手や上半身の工夫をしている児童はその場でほめ、自信をもたせる。
組み合わせを考えながら、友達と踊っているか観察し、困っているペアがいれば、間にベーシックステップを入れると踊りやすいことを助言する。
組み合わせで行き詰ったときはベーシックに戻ることを助言する。
できていないマナーについては正しいマナーを助言する
まとめ5分
みんなでダンスをして、学習を振り返り、次の時間のめあてを話し合う。 学習のまとめとして、細かいステップにとらわれず、音楽に合わせて楽しく踊り、学習をふり返るように伝える。

10. 授業を通して子どもたちの様子

  • ほとんどの子どもが、はじめに踊ることに対して抵抗を示したが、時間がたつに従って楽しいと思う子どもが増えていった。
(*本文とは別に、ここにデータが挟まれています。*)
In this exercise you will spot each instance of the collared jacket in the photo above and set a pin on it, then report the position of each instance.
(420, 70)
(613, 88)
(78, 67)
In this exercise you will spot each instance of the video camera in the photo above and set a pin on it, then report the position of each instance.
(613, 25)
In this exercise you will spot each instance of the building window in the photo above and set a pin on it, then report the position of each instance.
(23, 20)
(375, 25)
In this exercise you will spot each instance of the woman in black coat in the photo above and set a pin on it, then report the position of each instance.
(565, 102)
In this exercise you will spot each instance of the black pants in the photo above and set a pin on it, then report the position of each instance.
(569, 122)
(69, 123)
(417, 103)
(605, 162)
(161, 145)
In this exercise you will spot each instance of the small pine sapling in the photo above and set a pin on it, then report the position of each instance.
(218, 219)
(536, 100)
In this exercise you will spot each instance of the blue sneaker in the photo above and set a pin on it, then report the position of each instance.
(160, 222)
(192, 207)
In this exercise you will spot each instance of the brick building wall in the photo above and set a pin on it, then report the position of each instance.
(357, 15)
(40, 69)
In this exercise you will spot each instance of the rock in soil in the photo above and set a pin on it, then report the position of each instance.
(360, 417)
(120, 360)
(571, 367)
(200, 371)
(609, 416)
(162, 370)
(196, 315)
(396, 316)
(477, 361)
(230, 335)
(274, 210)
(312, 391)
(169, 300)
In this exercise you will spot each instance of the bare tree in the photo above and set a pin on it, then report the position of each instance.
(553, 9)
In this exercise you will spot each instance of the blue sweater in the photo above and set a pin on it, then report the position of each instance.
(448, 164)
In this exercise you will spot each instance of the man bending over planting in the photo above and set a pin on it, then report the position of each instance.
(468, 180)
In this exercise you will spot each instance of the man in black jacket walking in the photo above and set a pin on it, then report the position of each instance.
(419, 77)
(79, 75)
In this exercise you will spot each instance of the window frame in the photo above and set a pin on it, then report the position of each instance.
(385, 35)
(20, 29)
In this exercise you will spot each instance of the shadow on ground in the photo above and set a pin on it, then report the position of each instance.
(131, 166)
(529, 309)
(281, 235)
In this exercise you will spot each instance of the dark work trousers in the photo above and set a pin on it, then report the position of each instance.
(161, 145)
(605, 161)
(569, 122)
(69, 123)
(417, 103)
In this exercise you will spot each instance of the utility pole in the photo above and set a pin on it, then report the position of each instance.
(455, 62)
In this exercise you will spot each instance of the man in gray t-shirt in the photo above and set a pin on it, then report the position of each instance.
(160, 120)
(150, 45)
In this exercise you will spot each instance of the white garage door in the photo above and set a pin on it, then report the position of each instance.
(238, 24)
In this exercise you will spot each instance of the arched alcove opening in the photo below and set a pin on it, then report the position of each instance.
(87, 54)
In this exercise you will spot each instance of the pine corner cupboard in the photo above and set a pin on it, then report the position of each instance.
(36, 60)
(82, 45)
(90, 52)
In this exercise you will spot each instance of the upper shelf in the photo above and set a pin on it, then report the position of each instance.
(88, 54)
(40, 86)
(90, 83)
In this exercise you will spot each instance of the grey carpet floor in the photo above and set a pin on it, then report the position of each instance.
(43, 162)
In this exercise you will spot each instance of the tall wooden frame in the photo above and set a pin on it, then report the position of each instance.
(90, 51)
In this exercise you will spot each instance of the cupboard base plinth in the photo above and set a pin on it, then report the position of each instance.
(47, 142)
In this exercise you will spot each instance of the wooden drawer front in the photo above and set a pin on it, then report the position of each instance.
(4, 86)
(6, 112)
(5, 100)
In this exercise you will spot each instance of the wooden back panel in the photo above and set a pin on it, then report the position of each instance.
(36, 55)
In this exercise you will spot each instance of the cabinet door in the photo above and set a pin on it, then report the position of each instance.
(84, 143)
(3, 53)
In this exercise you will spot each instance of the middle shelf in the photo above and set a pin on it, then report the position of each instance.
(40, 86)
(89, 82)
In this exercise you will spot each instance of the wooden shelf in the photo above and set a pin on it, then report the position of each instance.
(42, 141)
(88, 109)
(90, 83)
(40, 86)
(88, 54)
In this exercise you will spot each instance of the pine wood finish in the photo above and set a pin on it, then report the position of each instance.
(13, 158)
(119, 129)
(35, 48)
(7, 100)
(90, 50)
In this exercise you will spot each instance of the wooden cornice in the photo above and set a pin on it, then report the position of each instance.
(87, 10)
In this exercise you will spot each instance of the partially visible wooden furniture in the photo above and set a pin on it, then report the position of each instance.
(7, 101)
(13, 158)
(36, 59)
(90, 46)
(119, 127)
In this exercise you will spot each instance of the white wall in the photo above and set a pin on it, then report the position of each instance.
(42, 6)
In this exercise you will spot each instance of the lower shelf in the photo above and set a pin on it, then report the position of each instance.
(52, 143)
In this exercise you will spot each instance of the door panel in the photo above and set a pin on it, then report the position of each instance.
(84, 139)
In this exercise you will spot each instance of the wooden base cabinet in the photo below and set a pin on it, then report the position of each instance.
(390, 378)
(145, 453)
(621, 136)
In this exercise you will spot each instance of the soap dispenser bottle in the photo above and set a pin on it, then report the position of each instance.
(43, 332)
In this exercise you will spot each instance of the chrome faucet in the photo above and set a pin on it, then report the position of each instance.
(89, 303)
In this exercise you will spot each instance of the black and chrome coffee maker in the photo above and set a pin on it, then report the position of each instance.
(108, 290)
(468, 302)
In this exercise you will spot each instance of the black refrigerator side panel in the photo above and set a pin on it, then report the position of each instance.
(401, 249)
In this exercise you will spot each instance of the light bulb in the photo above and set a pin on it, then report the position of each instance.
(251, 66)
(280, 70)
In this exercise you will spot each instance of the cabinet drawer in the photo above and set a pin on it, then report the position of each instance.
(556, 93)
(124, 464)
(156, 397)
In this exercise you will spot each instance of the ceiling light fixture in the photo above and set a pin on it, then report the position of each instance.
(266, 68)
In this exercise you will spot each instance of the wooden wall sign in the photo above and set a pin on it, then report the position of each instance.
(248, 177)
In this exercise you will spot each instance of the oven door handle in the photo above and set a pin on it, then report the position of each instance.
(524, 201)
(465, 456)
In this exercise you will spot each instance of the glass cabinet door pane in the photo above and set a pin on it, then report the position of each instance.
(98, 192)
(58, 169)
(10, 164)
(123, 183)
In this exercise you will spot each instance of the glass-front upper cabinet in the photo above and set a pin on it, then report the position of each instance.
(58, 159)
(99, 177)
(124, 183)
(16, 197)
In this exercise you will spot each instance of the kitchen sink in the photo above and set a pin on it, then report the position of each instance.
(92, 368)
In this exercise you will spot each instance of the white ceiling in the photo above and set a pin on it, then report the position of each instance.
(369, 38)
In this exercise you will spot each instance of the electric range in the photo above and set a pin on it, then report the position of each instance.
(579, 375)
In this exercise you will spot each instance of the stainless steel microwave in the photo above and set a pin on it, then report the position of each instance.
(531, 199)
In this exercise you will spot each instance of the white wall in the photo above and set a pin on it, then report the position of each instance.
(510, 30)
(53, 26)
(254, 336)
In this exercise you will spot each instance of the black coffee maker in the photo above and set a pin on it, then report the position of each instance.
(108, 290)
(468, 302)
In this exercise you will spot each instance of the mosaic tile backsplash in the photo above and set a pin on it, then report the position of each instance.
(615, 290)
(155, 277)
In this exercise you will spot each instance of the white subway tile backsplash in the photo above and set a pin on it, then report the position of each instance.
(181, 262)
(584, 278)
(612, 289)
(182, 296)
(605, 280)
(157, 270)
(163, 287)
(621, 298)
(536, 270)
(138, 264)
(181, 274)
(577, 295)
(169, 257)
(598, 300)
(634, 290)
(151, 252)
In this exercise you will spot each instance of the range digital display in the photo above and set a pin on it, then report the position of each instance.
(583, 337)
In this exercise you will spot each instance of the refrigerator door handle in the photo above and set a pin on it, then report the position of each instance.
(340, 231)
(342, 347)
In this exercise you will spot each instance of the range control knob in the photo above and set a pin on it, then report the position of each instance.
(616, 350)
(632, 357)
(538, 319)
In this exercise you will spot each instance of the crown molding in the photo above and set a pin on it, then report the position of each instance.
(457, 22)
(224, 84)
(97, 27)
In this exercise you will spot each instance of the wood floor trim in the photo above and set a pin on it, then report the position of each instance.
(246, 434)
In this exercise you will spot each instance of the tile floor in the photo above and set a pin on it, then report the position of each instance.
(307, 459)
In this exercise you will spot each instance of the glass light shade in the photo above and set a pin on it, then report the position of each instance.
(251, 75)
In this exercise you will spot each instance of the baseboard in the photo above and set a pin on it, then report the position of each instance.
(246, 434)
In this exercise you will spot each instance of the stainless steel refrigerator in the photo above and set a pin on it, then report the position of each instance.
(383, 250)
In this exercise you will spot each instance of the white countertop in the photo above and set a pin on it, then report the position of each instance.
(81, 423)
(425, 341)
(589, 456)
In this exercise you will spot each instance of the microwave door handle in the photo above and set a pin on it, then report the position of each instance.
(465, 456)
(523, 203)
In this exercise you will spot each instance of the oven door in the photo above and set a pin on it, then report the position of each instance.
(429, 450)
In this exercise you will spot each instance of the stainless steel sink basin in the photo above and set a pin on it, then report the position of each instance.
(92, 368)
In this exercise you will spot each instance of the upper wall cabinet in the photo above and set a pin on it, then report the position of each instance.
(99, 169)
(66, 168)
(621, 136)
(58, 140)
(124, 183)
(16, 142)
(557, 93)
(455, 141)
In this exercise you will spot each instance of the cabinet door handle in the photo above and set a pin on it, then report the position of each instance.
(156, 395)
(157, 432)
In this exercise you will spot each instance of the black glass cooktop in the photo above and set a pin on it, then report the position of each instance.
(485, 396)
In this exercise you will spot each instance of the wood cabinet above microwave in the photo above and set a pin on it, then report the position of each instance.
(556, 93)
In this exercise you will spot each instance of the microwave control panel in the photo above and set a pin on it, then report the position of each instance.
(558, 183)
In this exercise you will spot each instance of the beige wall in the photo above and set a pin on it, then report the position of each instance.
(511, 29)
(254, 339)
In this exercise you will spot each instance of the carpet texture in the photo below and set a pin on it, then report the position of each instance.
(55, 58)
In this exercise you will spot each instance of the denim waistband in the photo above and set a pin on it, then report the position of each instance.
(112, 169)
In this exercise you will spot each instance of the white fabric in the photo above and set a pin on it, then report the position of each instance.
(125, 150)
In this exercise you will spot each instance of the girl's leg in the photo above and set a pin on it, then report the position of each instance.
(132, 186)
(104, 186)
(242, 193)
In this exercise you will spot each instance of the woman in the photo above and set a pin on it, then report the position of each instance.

  • ベーシックステップを基本にして、いろいろなステップを身につけていくところが楽しいと感じている子どもが多い。
  • 女の子と手をつなぐことがいやだと言う男の子が多かったが、学習が進むにつれて意識しないで踊る子どもが増えていった。
  • 「踊ることは難しいと思っていたがやってみると以外と簡単で二人で踊ることが楽しくなってきた。」という意見も多かった。
  • 最初、ビデオやコンピュータの動画をうまく活用しきれなかったように思う。資料をうまく活用するための視点を助言すると動きにうまく取り入れることができた。
  • グループ分けを工夫し、グループをうまく運営できる子どもを意識的に配置した。このことで活動がスムーズに進んだり、苦手意識の強い子をはげます雰囲気が生まれたりした。
  • 学習が進むにつれて「楽しい」「ターンが決まったときが気持ちいい」「相手と息がぴったり合って踊れたときがうれしい」などの声がふえていった。